Зима прошла благополучно, хотя и отличалась сильными морозами (–39° [то же и по Цельсию]) и бурями. Чуть не погиб Аткинсон, который был застигнут метелью не далее мили от дома, но заблудился и не мог найти обратного пути. Он сильно отморозил себе руку, в то время как бесцельно бродил кругом, ничего не соображая. Он был на волосок от гибели и едва ли спасся, если бы продлилась метель. Он пропадал шесть часов, и, наконец, его отыскали, но он, видимо, совершенно растерялся и ничего не мог рассказать толком.

Буря иногда длилась по несколько дней, тогда никто не отходил далеко от дома. Июль кончался, но в августе уже должно было вернуться солнце, и все, естественно, с нетерпением ждали этого времени.

Судя по сравнительным таблицам, установленным путешественниками, лето у Южного полюса на 15 градусов холоднее, чем у Северного, а зима на три градуса теплее, но это не относится к Барьеру, где холод должен быть сильнее. Скотт пришел к заключению, что больше всего страдают от холода самые младшие члены экспедиции. Наилучший возраст для полярных экспедиций – это 30–40 лет. Людям старше сорока лет, конечно, приятно думать, что Пири было уже 52 года, когда он достиг Северного полюса.
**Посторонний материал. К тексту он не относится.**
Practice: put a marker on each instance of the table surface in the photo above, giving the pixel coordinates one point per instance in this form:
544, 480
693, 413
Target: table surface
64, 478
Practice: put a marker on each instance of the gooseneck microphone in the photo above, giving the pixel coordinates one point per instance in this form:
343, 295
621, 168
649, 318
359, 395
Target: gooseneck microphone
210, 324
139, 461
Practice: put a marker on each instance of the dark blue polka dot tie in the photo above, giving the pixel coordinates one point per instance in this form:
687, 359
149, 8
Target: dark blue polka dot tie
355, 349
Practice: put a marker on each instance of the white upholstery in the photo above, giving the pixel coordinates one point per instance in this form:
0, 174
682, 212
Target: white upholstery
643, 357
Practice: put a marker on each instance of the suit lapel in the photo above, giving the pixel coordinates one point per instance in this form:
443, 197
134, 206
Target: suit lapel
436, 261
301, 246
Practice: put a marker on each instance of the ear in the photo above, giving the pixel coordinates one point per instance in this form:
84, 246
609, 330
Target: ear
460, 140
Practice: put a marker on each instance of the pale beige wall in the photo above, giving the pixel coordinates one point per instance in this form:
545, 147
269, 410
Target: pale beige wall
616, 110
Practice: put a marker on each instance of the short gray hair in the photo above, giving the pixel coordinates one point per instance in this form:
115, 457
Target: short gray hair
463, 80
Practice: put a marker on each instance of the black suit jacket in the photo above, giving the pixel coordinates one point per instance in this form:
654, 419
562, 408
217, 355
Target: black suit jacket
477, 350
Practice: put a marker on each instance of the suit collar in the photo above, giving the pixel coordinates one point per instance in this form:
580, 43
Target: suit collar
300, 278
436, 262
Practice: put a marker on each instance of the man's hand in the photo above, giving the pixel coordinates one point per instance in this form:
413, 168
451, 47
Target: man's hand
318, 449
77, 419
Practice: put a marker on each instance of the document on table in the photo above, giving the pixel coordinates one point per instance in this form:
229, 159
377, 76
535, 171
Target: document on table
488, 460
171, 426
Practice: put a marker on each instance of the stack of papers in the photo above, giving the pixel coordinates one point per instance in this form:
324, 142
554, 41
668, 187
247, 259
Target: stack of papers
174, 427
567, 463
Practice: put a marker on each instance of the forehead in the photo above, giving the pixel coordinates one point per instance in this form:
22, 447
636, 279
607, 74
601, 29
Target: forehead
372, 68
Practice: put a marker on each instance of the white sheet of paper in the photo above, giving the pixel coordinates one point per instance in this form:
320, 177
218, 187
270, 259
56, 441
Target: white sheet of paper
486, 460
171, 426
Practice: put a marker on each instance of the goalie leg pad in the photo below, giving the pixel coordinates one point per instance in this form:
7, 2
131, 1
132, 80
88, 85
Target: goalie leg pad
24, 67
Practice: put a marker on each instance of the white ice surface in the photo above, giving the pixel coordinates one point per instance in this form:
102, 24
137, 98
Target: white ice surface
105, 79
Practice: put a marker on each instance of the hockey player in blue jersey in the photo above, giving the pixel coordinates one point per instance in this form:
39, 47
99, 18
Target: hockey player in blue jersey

15 августа Скотт в первый раз писал уже при дневном свете. 23 августа должно было появиться солнце, и все приготовились к торжественной встрече. Но солнца не видали, потому что буря продолжалась и поднялась сильная метель. Ничего нельзя было разглядеть уже за несколько шагов. И вот, наконец, 26 августа солнце позолотило ледяное поле. Какое это было наслаждение – видеть снова яркий солнечный свет, который заливает все. Все точно помолодели, пели и кричали «ура». Кругом все сверкало, и все испытывали прилив необыкновенной бодрости. Какое чудо производят солнечные лучи! Дурная погода становится уже не так страшна. Ведь если сегодня свирепствует буря, то завтра, может быть, проглянет солнце, и опять все будет хорошо! Осенью же и зимой такой надежды на быструю перемену не может быть.